Nasra Abdullah

Personal information
- Full name: Nasra Abdullah Reinsberg
- Birth name: Nasra Badalla Abdullah
- Date of birth: 13 July 1985 (age 40)
- Place of birth: Kakamega, Kenya
- Height: 1.55 m (5 ft 1 in)
- Position(s): Midfielder, striker

Youth career
- 2005: UAB Blazers

Senior career*
- Years: Team / Apps / (Gls)
- 2002–2013: Lillestrøm
- 2014: Vålerenga / 10 / (0)

International career
- 2009: Norway / 1 / (0)

= Nasra Abdullah =

Norwegian footballer (born 1985)

Nasra Abdullah Reinsberg (born Nasra Badalla Abdullah; 13 July 1985) is a former footballer who played as an attacking midfielder.

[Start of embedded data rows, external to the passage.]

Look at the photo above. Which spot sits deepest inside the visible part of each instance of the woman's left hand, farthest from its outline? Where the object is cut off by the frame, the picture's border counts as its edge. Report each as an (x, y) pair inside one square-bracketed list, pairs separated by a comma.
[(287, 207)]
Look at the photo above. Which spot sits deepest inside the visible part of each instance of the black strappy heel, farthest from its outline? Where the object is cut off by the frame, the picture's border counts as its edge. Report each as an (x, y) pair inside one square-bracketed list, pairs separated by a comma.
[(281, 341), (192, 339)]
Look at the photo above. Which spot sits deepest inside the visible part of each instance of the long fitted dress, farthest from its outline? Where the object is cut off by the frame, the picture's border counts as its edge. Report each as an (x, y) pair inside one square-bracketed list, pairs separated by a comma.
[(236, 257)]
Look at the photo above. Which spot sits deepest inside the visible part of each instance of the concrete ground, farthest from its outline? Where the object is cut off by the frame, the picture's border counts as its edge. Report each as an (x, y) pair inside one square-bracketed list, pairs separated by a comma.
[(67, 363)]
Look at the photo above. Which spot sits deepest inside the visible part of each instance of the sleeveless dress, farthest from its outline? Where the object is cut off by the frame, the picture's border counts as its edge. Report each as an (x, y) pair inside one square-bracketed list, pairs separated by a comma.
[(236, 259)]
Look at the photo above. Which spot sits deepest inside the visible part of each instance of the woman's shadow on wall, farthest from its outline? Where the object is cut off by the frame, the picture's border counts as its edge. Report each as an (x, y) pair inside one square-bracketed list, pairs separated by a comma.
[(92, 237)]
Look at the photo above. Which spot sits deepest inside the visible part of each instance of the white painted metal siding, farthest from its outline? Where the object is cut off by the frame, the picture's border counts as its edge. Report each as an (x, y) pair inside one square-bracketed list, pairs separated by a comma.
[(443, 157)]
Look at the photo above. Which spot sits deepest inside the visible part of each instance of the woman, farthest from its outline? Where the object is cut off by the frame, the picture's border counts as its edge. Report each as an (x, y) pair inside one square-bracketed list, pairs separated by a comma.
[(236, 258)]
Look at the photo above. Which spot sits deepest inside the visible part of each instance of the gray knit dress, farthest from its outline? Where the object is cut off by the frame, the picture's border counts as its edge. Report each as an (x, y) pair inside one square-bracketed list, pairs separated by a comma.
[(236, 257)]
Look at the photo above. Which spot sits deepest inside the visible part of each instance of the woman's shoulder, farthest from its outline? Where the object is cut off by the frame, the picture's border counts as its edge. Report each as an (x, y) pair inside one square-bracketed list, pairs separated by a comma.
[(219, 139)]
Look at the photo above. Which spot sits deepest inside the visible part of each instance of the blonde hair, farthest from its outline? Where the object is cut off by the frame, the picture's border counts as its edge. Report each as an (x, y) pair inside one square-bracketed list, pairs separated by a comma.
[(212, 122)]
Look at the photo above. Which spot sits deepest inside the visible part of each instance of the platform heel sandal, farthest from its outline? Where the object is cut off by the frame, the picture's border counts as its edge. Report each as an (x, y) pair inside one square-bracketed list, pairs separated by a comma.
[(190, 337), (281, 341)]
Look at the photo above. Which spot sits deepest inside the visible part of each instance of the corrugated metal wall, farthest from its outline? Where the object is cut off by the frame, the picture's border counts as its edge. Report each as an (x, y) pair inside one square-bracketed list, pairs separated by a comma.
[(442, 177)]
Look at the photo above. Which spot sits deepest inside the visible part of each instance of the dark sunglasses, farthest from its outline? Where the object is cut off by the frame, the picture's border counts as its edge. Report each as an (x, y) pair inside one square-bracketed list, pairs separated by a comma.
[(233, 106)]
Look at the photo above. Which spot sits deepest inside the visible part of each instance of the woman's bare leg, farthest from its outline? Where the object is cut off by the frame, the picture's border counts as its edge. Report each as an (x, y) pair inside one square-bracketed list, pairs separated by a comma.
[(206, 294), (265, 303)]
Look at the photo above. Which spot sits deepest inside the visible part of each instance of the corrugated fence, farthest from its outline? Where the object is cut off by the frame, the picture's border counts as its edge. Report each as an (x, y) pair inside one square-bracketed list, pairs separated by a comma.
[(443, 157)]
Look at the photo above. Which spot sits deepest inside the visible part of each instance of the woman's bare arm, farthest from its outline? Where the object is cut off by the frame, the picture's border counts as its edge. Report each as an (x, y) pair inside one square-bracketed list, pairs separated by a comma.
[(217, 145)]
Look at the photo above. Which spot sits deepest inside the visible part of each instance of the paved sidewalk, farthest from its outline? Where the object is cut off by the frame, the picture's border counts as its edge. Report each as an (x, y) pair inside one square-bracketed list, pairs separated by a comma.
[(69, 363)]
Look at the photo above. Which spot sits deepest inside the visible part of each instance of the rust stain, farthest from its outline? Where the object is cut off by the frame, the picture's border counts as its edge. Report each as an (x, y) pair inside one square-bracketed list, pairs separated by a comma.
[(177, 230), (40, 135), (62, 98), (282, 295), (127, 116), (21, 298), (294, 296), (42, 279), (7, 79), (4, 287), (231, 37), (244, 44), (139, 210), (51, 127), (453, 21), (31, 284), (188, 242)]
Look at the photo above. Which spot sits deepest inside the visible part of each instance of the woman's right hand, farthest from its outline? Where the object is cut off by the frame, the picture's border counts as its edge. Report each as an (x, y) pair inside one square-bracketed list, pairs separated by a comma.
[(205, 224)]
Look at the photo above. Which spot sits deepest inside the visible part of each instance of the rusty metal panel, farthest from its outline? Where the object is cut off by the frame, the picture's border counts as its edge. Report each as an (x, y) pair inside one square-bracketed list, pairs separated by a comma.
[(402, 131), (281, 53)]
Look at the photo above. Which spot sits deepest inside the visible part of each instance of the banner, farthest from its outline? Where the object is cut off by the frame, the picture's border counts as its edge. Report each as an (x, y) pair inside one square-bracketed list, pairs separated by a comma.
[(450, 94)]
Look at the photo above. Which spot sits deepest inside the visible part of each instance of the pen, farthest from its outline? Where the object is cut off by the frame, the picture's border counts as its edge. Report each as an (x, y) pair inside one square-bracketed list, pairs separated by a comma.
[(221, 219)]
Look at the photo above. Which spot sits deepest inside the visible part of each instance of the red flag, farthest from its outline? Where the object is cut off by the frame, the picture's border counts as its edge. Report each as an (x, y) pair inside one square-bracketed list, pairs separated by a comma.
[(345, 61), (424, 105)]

She competed in the Toppserien for clubs Lillestrøm SK, with whom she has also played the Champions League, and Vålerenga. In addition she played one NCAA season for UAB Blazers.

Born in Kenya, she made her debut with the Norway women's national team on 31 January 2009. In doing so, she became the first immigrant to feature for Norway.

Her brother Mohammed Abdullah has played for Ull/Kisa.